Review of: 'New Trends in Corpora and Language Learning' and 'Keyness in Texts'

Leedham, Maria (2012). Review of: 'New Trends in Corpora and Language Learning' and 'Keyness in Texts'. System, 40(1) pp. 162–165.

DOI: https://doi.org/10.1016/j.system.2011.12.005

Abstract

New Trends in Corpora and Language Learning provides exactly what you would expect from the title: a comprehensive update on current issues within the rapidly-growing field of corpus use in language learning and teaching. Originating from research first reported at the 2008 Teaching and Language Corpora (TaLC) conference held in Lisbon, the 15 chapters are shared across three parts: ‘corpora with language learners: use’, ‘corpora for language learners: tools’, and ‘corpora by language learners: learner language’ (my emphasis). The diversity of the studies in the book presents something for every reader - whether you are an experienced language teacher but novice user of corpora, a corpus linguist who is unfamiliar with language teaching, or perhaps a corpus software developer who wishes to learn about current concerns in language learning.
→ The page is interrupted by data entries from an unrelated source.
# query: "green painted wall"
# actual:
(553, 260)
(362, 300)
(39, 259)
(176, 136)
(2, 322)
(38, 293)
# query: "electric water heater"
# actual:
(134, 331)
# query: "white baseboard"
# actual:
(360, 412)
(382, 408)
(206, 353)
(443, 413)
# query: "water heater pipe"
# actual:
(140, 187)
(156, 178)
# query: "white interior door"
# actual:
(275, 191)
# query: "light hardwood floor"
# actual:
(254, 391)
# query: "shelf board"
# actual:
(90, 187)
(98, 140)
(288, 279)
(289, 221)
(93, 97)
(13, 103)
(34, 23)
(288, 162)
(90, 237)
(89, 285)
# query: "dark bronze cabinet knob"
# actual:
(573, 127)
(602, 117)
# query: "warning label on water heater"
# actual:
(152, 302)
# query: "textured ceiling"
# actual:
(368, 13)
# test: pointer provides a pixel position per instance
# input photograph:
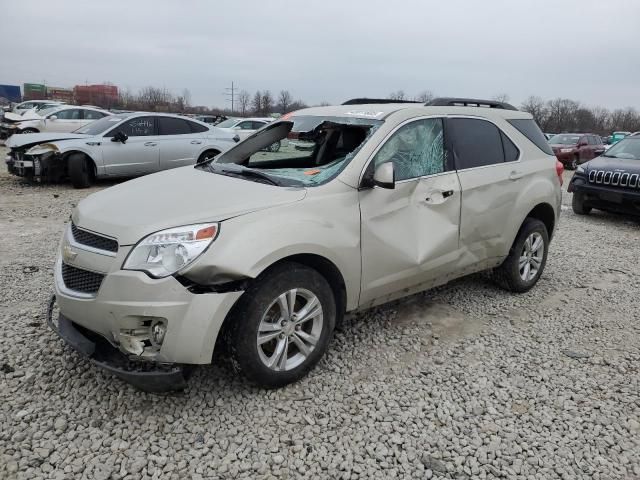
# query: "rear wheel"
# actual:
(527, 258)
(79, 168)
(578, 205)
(282, 325)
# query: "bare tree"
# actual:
(186, 96)
(256, 103)
(244, 99)
(267, 102)
(537, 108)
(284, 101)
(425, 96)
(399, 95)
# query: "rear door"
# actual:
(491, 177)
(179, 143)
(409, 234)
(140, 154)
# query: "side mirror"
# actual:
(385, 176)
(119, 136)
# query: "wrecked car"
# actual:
(273, 248)
(123, 145)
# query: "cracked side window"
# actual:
(416, 149)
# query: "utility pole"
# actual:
(230, 93)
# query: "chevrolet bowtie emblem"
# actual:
(68, 255)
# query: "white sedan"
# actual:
(122, 145)
(55, 119)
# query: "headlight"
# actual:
(164, 253)
(42, 149)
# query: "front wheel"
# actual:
(282, 325)
(527, 258)
(575, 162)
(208, 155)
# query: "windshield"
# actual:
(228, 123)
(100, 126)
(49, 110)
(628, 148)
(564, 139)
(305, 150)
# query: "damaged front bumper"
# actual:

[T]he second book considered in this review takes the popular corpus linguistic technique of keyword analysis as its focus. A ‘keyword’ is ‘an ordinary word which happens to be key in a particular text’ (Scott and Tribble, 2006: 78); keyness is established by the frequency of a word (or ‘cluster’ comprising two or more contiguous words) in one corpus with the frequency of the same item in a larger ‘reference corpus’. Scott and Tribble (2006: 56) memorably describe keyness as ‘[w]hat the text ‘boils down to’...once we have steamed off the verbiage, the adornment, the blah blah blah’, though this assumes a text-based notion of relevance when perhaps the broader environment of the discourse which the texts appear in should also be considered. The first few chapters in Keyness in Texts expand further on the nature of keyness and what it can reveal.